Зарябили, замелькали, заиграли серебряные и золотые блики, рождая многоцветный, переливчатый туман. И вдруг из этого радужного тумана соткался пред взором чудный облик пира незнаемого!

Север взирал упоенно. Образ Ирия, образ родимой планеты во всем блеске ее величавой красы возникал из микрохранилища, и он на миг даже забыл, зачем, собственно, распечатал одну из имитограмм, – так был восхищен созерцанием.

Это был вид столицы. Горит снимали с высоты птичьего полета, но постепенно объективы приближали вольный разлет улиц, и Север подумал, что слово «горит» на древнем жаргоне Дальнепроходцев не зря означает «колчан». Воистину, улицы этого города были подобны легким, прямым стрелам!

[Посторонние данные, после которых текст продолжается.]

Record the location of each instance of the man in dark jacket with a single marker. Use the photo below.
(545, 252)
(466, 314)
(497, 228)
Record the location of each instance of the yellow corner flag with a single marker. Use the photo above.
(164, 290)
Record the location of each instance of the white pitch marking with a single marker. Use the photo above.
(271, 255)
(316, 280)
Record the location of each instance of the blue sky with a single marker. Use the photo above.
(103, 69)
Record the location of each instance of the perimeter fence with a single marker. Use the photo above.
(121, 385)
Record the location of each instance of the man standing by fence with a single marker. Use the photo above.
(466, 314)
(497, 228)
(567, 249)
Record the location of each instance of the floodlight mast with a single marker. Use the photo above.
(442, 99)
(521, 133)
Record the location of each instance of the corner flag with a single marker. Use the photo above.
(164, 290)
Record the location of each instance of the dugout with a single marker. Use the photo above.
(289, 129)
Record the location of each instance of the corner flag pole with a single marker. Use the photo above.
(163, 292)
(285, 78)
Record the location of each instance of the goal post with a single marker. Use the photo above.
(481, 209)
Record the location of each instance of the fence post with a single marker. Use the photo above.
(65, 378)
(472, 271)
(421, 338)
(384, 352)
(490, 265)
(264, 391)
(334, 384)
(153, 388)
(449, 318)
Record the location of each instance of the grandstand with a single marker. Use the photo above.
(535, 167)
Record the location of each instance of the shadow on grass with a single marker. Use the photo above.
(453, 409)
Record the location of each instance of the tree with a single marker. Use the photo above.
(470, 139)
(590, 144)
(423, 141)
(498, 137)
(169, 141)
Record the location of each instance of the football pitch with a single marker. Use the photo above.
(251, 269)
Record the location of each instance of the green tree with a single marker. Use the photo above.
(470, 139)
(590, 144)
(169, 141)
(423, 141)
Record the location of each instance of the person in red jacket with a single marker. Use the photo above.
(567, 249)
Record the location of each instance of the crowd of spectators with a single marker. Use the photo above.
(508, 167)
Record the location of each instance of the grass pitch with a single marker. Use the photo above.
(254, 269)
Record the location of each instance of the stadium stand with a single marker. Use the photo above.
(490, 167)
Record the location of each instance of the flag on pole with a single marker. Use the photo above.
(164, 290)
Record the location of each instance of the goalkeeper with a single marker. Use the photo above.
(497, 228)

Но вот уже выросли в тесных – и вмиг раздвинувшихся до бесконечности! – стенах «Инда» просторные, вознесенные до небес, украшенные каменным и деревянным кружевом дома и храмы, а потом рядом с Севером и остолбенелой гостьей пошли неспешно и соплеменники его – все в одеяниях ясных, чистых, прохладных оттенков, с тем выражением самоуглубленного внимания на лицах, которые дома чудилось Северу плохо скрытой гордыней, а здесь показалось всего лишь подчеркнутой сдержанностью.

А мимо шли его друзья и знакомые, кивали друг другу, обменивались приветственными жестами, и Северу мнилось, что оттуда, из дальних далей запредельных, они приветствуют его, только его!.. Он не сдержал улыбки, когда увидел Нинну, и не смог не махнуть дружески себе самому, Северу, одетому в повседневную форму звездопроходцев: серебристо-голубую кольчугу, отчего светлые и прозрачные глаза его принимали холодновато-голубой оттенок. На плечах поблескивали золотые стрелы.